Why must be $i^2=-1$?

Question

These days I am explaining radicals to my 15-year-old students, and I wanted to add that square roots or roots with even index and negative radical can be solved with complex numbers. I know that n mathematics, the imaginary unit $i$ (sometimes represented by the Greek letter ($\iota$) makes it possible to extend the range of field numbers $\mathbb {R}$ to the field of complex numbers $\mathbb {C}$. The imaginary unit is characterized by being a number whose square is equal to $-1$. The powers of $i$ repeat periodically (they are cyclic with period $4$).

Is there a real reason why $$i^2=-1\,?$$

Or it is like a postulate that we must assume. Sorry for the trivial question.

Answer 1

This is simply the definition of complex numbers. But I would say that this is just one of the available extensions of the real numbers.
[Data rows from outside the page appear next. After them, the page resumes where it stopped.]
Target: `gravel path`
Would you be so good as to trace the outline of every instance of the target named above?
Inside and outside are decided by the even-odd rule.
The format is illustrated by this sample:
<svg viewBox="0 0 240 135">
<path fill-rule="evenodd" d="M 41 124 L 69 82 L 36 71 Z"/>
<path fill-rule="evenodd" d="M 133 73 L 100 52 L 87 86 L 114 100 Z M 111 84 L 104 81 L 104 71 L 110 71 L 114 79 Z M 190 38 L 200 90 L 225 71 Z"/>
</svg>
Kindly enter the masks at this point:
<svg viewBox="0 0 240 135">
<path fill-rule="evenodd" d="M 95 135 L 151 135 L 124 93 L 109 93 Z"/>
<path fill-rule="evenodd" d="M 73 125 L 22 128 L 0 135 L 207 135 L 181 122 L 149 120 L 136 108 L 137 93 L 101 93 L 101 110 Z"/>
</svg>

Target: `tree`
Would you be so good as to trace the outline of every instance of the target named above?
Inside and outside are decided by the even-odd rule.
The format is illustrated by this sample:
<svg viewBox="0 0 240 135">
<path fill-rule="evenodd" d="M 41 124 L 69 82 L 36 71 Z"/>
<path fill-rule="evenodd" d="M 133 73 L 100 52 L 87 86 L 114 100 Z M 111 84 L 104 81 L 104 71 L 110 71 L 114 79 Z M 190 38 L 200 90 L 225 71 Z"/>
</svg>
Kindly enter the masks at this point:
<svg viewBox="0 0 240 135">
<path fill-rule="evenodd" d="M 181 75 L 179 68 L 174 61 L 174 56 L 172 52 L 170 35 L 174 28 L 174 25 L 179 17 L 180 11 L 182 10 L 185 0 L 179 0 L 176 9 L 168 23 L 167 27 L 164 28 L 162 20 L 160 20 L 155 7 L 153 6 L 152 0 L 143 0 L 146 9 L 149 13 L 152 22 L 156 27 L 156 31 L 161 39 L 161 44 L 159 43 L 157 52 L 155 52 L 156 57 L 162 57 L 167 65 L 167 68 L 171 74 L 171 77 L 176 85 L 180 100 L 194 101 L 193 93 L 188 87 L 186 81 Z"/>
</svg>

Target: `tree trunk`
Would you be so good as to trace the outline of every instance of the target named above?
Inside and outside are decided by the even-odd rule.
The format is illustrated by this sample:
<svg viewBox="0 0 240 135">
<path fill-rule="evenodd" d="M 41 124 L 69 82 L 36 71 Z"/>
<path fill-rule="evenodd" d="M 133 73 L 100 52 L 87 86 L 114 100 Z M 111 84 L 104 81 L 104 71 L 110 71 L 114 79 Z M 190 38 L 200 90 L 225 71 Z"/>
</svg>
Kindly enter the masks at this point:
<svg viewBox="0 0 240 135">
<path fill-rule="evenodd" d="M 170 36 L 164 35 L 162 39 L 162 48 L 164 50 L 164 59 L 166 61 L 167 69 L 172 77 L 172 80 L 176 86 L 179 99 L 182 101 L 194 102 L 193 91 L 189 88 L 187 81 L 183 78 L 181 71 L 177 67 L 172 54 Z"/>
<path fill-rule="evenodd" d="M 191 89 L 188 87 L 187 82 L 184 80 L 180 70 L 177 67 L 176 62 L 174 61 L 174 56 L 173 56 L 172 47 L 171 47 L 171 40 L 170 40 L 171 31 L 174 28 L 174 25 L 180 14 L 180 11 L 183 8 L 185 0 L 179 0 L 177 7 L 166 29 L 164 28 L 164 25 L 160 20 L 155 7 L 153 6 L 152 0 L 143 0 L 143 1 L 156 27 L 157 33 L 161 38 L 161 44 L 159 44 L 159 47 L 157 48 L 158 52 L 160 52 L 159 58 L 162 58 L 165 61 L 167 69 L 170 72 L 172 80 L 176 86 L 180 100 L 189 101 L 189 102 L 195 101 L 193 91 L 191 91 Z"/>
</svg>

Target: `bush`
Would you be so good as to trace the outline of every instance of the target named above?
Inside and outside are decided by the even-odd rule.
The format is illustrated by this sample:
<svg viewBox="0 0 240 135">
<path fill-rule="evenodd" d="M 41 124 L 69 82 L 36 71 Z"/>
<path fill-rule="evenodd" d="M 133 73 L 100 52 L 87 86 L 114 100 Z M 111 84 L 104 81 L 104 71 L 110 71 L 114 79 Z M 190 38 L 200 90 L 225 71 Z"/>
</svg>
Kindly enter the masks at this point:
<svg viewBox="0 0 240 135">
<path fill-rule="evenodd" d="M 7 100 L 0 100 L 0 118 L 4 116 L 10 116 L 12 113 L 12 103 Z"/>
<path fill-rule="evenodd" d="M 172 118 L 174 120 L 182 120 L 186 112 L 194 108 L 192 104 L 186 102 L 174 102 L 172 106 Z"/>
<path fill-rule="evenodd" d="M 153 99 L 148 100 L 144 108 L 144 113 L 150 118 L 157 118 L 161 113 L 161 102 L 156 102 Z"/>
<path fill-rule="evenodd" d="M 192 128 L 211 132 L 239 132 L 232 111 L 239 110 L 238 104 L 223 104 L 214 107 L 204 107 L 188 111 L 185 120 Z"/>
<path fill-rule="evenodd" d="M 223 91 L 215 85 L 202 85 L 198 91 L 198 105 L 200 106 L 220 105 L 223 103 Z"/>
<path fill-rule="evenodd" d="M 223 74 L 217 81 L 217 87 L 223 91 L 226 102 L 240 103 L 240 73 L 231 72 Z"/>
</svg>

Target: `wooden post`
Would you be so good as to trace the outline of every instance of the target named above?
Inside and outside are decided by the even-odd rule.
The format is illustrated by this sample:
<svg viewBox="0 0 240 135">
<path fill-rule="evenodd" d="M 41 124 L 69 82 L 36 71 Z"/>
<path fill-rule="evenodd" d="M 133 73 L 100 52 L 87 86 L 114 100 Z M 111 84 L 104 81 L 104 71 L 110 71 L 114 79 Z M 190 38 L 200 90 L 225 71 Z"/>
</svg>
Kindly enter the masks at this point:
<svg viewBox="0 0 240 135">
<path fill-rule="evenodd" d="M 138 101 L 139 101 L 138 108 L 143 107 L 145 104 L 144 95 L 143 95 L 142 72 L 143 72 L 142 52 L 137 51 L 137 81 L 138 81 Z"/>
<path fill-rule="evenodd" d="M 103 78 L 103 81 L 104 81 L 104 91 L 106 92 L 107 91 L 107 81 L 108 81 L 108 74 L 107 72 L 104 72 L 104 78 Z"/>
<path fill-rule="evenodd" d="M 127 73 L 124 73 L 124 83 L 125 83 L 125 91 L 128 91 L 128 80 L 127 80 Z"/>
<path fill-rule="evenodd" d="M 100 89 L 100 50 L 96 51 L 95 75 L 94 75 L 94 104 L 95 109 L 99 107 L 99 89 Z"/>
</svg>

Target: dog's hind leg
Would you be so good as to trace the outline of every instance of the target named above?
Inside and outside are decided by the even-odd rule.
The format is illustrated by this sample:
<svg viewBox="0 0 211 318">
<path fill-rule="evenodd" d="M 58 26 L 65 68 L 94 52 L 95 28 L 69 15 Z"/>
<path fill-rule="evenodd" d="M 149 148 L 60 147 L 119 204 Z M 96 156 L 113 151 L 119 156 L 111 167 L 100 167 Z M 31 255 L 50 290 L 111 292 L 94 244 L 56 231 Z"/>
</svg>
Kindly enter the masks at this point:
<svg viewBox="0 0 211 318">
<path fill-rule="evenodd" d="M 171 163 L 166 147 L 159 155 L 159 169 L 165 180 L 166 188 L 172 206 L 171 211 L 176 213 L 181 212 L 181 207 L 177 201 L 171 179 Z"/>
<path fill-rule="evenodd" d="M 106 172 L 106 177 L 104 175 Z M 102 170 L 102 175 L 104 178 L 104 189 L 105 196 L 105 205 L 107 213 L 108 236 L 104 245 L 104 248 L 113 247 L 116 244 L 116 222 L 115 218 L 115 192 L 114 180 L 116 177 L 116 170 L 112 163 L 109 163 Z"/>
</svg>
We can denote $\mathbb{C} = \mathbb{R}[i] = \{a + bi: a, b \in \mathbb{R}\}$. Similarly:

• dual numbers: $\mathbb{R[\varepsilon]} = \{a + b\varepsilon: a, b \in \mathbb{R}\}$, where $\varepsilon^2 = 0, \varepsilon \neq 0$;
• split complex numbers: $\mathbb{R}[j] = \{a + bj: a, b \in \mathbb{R}\}$, where $j^2 = 1, j \notin \mathbb{R}$.

So why do we use complex numbers and not the other two? One sensible explanation is that the complex numbers are the only ones of the three to form a field.